Department of Human Sciences

【人間科学科】工藤与志文:教員紹介

2008.04.01

お知らせ

工藤与志文:教員紹介

工藤与志文:教員紹介


専門は「教育心理学」、特に教科学習の心理学的問題に興味をもっています。「教育」や「数学、理科などの教科学習」がどうして心理学と関係するのかと、不思議に思われるかもしれません。しかし、みなさんは「どうも今日の授業はわかった気がしない」「今日の授業はとってもすんなり理解できた」「わかっていたつもりなのに、説明させられたらできなかった」などといった経験をすることがあるでしょう。「わかる」とか「わからない」というのはあくまで主観的な感覚ですが、それには何か理由があるに違いありません。そしてまた、同じ授業を受けても、わかる人もいればわからない人もいることから、「わかる/わからない」という感覚は、学習者個人の頭(心)のはたらきと無関係ではあり得ないことがわかります。このように、「わかる/わからない」ひとつとっても、心理学の立派な研究テーマになるわけです。教育の世界には、このように心理学の研究テーマがゴロゴロ転がっていると私は思っています。

私が人間科学科で担当している科目は「教育心理学A」「教育心理学B」「教育方法論」です。教育心理学Aでは「発達」と「教育」の関係を取り上げます。教育的経験をほとんど与えられないまま育った子どもはどんな発達を示すのでしょう。人間の発達のみちすじはあらかじめ決まっていて、教育によって影響されることはないというのは本当でしょうか。このようなトピックを取り上げます。教育心理学Bでは、学校の授業における学習の問題を取り上げます。「おぼえることイコール暗記すること」というのは本当でしょうか。問題を解くことが「できた」ということは「わかった」ことを意味するのでしょうか。学校の先生はなるべく教えないで、生徒に考え出させた方がよいというのは本当でしょうか。このような問題について考えてみます。教育方法論では、ものづくりの方法と教育の方法の違いについてとりあげます。その違いとは、教育は「人間」を相手にしているということです。教育の方法は、相手の出方次第で柔軟に変化させうるものでなければならないのです。そのような臨機応変な対応ができるために必要な知見について解説しています。

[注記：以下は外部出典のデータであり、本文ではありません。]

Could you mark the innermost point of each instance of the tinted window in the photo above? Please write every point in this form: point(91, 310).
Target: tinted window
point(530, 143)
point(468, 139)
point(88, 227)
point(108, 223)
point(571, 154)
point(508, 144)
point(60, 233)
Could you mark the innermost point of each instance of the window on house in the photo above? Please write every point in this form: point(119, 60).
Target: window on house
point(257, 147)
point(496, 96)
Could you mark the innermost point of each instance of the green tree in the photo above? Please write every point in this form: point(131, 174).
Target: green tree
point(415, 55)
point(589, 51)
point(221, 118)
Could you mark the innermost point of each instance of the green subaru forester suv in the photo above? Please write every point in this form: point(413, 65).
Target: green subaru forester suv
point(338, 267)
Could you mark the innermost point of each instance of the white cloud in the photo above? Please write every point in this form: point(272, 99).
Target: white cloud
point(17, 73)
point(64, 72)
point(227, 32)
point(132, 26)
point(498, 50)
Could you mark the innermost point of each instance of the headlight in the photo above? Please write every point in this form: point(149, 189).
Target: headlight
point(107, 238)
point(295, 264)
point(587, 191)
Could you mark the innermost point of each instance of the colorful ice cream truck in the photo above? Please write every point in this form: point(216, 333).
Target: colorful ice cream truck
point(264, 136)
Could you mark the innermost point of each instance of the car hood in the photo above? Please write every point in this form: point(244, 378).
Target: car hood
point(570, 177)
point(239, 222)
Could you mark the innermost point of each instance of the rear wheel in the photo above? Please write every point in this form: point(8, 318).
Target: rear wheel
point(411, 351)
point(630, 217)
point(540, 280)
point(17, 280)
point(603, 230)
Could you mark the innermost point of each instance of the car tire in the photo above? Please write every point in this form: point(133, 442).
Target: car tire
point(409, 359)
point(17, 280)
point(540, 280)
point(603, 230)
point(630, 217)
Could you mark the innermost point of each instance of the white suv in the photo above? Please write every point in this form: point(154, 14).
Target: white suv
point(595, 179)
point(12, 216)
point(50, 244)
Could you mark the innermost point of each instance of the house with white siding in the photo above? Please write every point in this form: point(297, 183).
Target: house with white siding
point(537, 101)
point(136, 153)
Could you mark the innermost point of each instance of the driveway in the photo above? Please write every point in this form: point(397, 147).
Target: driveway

これらの講義の他に「専門ゼミナール」と「卒業論文」も担当しています。専門ゼミナールでは、教育心理学に関する文献をみんなで読みあい、議論します。文献の内容を理解するだけでなく、心理学的な問題のとらえ方、分析の仕方にも親しんでもらうこともねらいの一つです。卒業論文では、専門ゼミナールでの学習をふまえて、それぞれ関心のあるテーマについて研究を進めていきます。これまでの卒業論文の中には、専門の研究会で発表されたような本格的なものもあります。大学院にすすんで、卒業論文のテーマをさらに発展させた学生もいます。
「教育心理学」というと非常に特殊な分野のように思われるかもしれません。しかし、人間関係のあるところ、広い意味での「教育」が必ず存在しています。「教育」というフィールドを介して、心理学の広大な世界を探検してみようという方、お待ちしています。